The code in question is deep in liboctave at liboctave/util/lo-ieee.cc.
The representation of an IEEE exceptional value on the particular HW Octave
is running on is found and then stored away so that subsequent uses just
retrieve that value rather than re-deriving it each time. The
initialization code was
void
octave_ieee_init (void)
{
bool initialized = false;
if (! initialized)
{
... code to find and store exceptional values ...
initialized = true;
}
}
As you can see, initialized is always false so the longer code to derive
the exceptional values is run every single time. And the exceptional
values themselves are functions which end up calling octave_ieee_init
twice: once for the "double" value and once for the "single" value.
The compiler should have issued a "test always false" type of warning
for that...
There might be a small non-bug change in order beyond what you modified
in Rev #26425. If I understand correctly, before the change something like
x = Inf(1000);
would have a performance hit because of the reinitialization for every
instance of IEEE inf.
However, there are multiple locations where there is assurance of
initialization:
libinterp/corefcn/interpreter.cc: octave_ieee_init ();
liboctave/util/lo-ieee.cc: octave_ieee_init ();
liboctave/util/lo-ieee.cc: octave_ieee_init ();
liboctave/util/lo-ieee.cc: octave_ieee_init ();
liboctave/util/lo-ieee.cc: octave_ieee_init ();
liboctave/util/lo-ieee.cc: octave_ieee_init ();
liboctave/util/lo-ieee.cc: octave_ieee_init ();
The first check is when an instance of the interpreter is created, in
the constructor.

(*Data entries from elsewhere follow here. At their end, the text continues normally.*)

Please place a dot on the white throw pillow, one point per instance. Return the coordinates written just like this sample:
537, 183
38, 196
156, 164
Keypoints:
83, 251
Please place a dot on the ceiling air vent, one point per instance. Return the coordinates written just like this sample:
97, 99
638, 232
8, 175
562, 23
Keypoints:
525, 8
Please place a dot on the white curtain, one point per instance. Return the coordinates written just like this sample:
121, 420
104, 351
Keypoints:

The remaining are when there is a particular call to
actually set +/-Inf or NA. I would think that only one of those two
groups is needed, but not both.
If the IEEE initialization is checked only once upon creating the
interpreter then Octave would avoid quite a bit of checking in the
x=inf(1000) case, but that would also mean that Octave would immediately
abort if the Inf/NA aren't present when an interpreter is created for
any particular non-Inf/NA script.
Instead, if the IEEE initialization is checked only whenever an Inf/NA
assignment is done, then Octave would have a chance to run properly so
long as it didn't need Inf/NA.
Also, despite their name, Octave uses exceptional values quite a bit. For
example, graphics handles are often initialized to NaN until they can be
assigned a true handle.
Then that makes more of a case for having the octave_ieee_init() as
mandatory in interpreter.cc. [One could temporarily force the
occurrences of octave_ieee_init() in lo-ieee.cc to abort and see if that
function is used anywhere outside the interpreter prior to instantiation
of the interpreter.]
Something else I'm wondering about is what would happen in the case
where there is no octave_ieee_init() in interpreter::interpreter() and
the NA/Inf arises via CPU/ALU arithmetic operations (e.g., 1 DIV 0) as
opposed to assignment. In other words, if there were no instance of
octave_ieee_init() in interpreter::interpreter, could there be
situations where the non-IEEE float fails even when none of the
abort-plus-informative-message checks happen and one simply gets
abort-via-crash?
And what about within lo-ieee.cc itself? There are currently no
octave_ieee_init() within the routines
__lo_ieee_is_NA (double x)
__lo_ieee_is_old_NA (double x)
__lo_ieee_float_is_NA (float x)
Couldn't the user run a script, say "isinf(5)" or "isnan(20)", before
actually creating a variable with value +/-Inf or NA?